Seamus Lennon
IT Leaders Summit debates the true purpose of endpoint security.
At the Computing IT Leaders Summit, an audience of some of the UKs top CIOs gathered to listen to experts drawn from a broad range of disciplines and backgrounds. One of these was Seamus Lennon, Senior Solutions Engineer from zero trust endpoint protection platform ThreatLocker, who delivered a talk on the purpose of endpoint security.
Lennon began with a reminder of what exactly zero trust is because misconceptions are still commonplace. For the record zero trust essentially assumes a breach is imminent or has already occurred therefore security architecture should work on a least privilege basis. Every user should have access to only the applications that they specifically need to do their job.
The problem is that in many organisations, cybersecurity teams are juggling a raft of tools to detect, block, manage and mitigate threats but whilst these are all effective to some extent against known threats, they become much less so for new ones. Crucially they struggle to tell the difference between legitimate software and the malicious type. Applications like PowerShell can be used legitimately for the purposes it was developed for - or it can be used to run malicious activity. The fact remains that every time a user opens a piece of software - knowingly or not - that software can access everything the user can. As Lennon said:
The path of least resistance is not the infrastructure and it's not your end users. It's the endpoint"
Lennon also raised the possibility that increased levels of home working are being exploited by criminals who are using the greater connectivity of our homes as attack vectors. The message for employers is to be wary of your employees' smart doorbells because they represent the path of least resistance.

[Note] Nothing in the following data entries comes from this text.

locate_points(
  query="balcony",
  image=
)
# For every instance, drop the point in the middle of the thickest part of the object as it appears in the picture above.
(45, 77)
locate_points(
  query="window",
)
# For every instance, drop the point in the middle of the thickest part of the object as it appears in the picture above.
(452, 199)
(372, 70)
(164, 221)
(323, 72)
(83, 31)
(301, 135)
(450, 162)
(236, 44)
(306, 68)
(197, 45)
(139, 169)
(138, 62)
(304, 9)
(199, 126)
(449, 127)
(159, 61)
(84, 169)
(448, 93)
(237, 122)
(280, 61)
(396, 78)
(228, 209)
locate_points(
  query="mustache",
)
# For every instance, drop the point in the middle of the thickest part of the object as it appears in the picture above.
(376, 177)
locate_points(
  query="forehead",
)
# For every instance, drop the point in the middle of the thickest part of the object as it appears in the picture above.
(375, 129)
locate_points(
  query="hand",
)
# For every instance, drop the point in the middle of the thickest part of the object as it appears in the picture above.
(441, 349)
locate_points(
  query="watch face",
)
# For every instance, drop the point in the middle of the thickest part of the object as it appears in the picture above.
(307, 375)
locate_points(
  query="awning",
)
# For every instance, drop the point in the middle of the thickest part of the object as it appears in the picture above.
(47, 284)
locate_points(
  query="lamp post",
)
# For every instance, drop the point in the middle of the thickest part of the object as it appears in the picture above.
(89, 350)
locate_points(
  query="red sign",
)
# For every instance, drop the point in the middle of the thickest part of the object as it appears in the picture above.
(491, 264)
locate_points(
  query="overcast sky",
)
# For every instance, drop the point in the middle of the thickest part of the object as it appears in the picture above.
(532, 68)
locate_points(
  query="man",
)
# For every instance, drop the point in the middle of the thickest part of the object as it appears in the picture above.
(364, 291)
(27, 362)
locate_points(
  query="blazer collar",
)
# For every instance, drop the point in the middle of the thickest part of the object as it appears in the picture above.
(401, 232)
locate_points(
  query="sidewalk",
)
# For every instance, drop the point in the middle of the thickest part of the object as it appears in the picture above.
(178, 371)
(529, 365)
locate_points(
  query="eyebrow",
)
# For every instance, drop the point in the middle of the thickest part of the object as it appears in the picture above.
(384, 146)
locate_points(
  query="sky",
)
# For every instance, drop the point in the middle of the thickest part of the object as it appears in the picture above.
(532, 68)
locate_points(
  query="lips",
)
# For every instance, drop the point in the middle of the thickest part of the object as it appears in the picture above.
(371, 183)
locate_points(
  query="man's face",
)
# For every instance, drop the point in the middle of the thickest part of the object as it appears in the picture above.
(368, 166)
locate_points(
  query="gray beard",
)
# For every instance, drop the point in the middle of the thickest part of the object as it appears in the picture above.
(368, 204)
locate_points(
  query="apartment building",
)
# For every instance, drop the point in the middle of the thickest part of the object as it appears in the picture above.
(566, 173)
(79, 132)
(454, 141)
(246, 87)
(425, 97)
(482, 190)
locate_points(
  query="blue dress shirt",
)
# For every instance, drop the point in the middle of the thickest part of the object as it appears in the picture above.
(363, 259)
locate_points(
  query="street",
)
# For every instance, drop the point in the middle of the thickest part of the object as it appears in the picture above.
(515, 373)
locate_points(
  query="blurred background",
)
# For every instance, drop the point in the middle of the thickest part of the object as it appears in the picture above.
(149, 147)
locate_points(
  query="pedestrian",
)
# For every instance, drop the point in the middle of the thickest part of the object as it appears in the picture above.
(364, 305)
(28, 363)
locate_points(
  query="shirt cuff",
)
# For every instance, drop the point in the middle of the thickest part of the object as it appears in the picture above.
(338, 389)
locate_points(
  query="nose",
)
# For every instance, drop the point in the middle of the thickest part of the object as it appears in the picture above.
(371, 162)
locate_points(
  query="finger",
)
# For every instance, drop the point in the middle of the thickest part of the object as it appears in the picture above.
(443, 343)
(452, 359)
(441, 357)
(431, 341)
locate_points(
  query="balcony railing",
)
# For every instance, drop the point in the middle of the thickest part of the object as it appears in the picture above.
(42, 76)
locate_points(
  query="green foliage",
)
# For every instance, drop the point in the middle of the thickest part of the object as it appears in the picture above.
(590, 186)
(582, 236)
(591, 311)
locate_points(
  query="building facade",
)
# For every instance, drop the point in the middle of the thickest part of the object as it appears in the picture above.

One particularly sobering statistic delivered by Lennon is the fact that 87% of ransomware attacks utilise PowerShell.
A crucial aspect of zero trust is ring fencing. Applications like PowerShell should be ringfenced and prevented from accessing files, folders and the internet. This prevents the downloading and execution of malicious code. It also prevents data exfiltration which is one of the cyber criminals more recent weapons of choice.
ThreatLocker present defence as a triangle, with the first two sides concerning the education of users and traditional threat detection. Both of these are necessary but also fallible (yes, even if you use heuristic or AI powered threat detection) ThreatLocker beefs up the third side of the triangle - which is control.
That control compromises six parts - ringfencing, application allowlisting, elevation control, storage control , network access control and managing user configurations.